Newpaper Article

    Published in the Orange Country Register, Costa Mesa Daily Breeze section, August 21, 1997, written by Yomi S. Wronge

    They say they want a revolution

    Piecemakers say anti-government crusade begins right here in Costa Mesa. Fire Department tries to enforce city codes.

    They work with their hands the way Jesus did.

    The men tile floors and construct buildings. The women sew and teach. Their craft store on Adams is a thriving $3 million enterprise with clients as far away as China.

    But the Piecemakers are not just about needlepoint and knitting doilies -- they're about revolution.

    Right here in Costa Mesa.

    "I feel God wants Costa Mesa as the city to turn the country back to Him," said Marie Kolasinski, 76, head of the 30-member group living in the Mesa Verde neighborhood.

    Kolasinski, who alternately rants about the government and extends invitations to tea, said God called the Piecemakers to expose the imposters of the country and bring America back under His ruling.

    Change will be brought about by defiance of laws.

    "The laws and codes and all the crap man has invented are more harmful to God than anything," she said.

    The group has a history of clashing with city and county officials. Last week, the Costa Mesa Fire Department had to get a court order to inspect the Piecemakers' warehouse on Logan Avenue.

    Fire Marshal Tom Macduff and city code inspectors searched the warehouse with backup from Costa Mesa police officers.

    "I took some verbal abuse the whole time I was doing the inspection." Macduff said.
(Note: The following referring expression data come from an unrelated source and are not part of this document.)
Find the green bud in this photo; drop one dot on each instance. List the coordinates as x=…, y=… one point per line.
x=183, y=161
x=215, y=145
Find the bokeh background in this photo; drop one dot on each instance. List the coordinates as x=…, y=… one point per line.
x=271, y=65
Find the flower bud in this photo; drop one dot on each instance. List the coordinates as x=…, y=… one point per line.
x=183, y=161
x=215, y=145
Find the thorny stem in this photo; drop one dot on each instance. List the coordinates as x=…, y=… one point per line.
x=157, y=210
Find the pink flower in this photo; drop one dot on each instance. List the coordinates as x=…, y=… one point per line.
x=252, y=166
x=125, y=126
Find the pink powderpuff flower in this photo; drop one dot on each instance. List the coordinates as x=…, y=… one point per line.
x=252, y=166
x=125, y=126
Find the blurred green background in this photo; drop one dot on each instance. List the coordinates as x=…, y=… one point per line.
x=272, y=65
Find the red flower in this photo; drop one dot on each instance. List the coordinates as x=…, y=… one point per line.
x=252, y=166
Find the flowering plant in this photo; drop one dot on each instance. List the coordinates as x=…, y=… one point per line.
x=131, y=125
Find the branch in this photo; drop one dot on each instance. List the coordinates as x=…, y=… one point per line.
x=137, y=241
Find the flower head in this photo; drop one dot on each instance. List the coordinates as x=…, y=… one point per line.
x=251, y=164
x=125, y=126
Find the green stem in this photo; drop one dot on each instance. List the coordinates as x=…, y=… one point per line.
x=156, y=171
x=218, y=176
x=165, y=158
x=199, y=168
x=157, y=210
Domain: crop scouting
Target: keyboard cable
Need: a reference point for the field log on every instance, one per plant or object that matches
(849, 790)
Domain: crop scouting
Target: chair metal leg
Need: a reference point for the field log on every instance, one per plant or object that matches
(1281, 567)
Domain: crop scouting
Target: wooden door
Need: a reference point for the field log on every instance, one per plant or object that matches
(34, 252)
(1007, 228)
    A list of misdemeanor violations -- from un-permitted construction work to hazardous electrical wiring -- will be forwarded to the group. The warehouse will be subject to another inspection down the road to make sure it complies with building regulations.

    "It's not going to blow over," Macduff said.

    He's right.

    Kolasinski said firefighters have harassed the Piecemakers for years using their position to assert authority over God-loving people. Group members say they will not comply with a list of expensive repairs and have plans to go a step further.

    "We're not going to back down from Macduff," Kolasinski said, "Under my Constitution and the God I serve he had no right to set foot on our property with those policemen. We're going to sue Macduff for infringing on our constitutional rights."

    But the Piecemakers' wrath toward Macduff could be substituted for any government official.

    After inspectors said they needed a permit to operate a candy counter in 1995, the group wrote a profanity-laced letter to the county Health Department with made vague references to the Oklahoma bombing.

    Kolasinski contends her group is not dangerous, but she believes in the right to bear arms.

    She said she never threatened the Health Department or Macduff, but sees revolt as the only way to restore the country to God's command.

    "I'm willing to lose my life to get the country back under the U.S. Constitution and God," the mother of four said, crying.